Students at 22 public high schools in Philadelphia will return from their winter break to find condoms available for the taking at the school nurse’s office, the Philadelphia Inquirer reported.
The pilot project is intended to address what one deputy mayor described as an epidemic of sexually transmitted disease in Philadelphia adolescents.
Philadelphia School District officials sent an email to school nurses, notifying them that the clear-plastic condom dispensers would be installed “just inside the doorway near the entrance to your office.”
Students will return to 22 schools following the holiday break to see new clear plastic condom dispensers installed inside the nurse’s office, WTXF reports. While 12 schools in the city already offer condom in health resource centers, the new move aims to increase contraceptive access to students in a city where teens comprise 25 percent of new HIV infections.

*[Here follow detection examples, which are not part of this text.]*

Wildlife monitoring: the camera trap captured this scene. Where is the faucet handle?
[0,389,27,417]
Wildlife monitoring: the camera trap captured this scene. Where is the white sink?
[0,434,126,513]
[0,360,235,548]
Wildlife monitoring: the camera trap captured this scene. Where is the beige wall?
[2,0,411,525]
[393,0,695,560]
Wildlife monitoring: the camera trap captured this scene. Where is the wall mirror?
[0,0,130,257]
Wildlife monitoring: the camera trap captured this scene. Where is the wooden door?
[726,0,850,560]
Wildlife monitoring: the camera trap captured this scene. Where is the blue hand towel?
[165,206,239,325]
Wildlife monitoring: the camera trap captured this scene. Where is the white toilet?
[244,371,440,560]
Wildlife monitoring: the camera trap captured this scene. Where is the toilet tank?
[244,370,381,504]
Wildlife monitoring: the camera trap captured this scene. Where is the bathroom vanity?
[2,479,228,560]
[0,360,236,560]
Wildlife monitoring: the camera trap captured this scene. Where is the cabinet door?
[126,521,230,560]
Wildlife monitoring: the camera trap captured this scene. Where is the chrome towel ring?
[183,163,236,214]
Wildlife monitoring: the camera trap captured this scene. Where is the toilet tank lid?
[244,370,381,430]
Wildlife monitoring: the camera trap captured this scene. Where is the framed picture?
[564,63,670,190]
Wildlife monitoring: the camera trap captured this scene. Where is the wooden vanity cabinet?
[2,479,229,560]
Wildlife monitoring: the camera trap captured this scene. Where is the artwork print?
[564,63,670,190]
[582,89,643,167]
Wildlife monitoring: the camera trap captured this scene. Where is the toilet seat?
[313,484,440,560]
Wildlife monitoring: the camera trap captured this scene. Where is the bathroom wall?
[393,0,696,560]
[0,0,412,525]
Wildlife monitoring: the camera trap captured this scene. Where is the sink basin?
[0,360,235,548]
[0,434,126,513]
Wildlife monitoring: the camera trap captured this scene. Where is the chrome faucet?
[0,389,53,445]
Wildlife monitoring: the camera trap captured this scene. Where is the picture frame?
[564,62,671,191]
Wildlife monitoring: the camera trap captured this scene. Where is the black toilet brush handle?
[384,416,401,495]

The initiative has sparked outrage among a number of Philadelphia parents, who say free condoms will only serve to encourage teens to engage in sexual activity. But school officials point out that parents are able to sign a waiver to opt their child out of the program, and teens will have sex regardless of whether condoms are made easily available to them.
Across the U.S., at least 418 public schools make condoms available to students, according to Advocates for Youth, a group dedicated to educate and assist young people in sexual health. Of those schools, more than half distribute condoms via school nurses or teachers, while just 3 percent use “vending machines.”
The dispenser program in Philadelphia comes after a new initiative in Springfield, Mass. made waves this year for making condoms available to both high school and middle school students, giving students as young as 12 free access to contraceptives at school.
New York City school officials also sparked controversy in September, when the Department of Education announced a plan to make Plan B emergency contraception available to high school girls at 13 schools across the city. Under the program, an effort to curb the city’s teen pregnancy and abortion rate, girls as young as 14 are able to get the morning after pill without parental consent.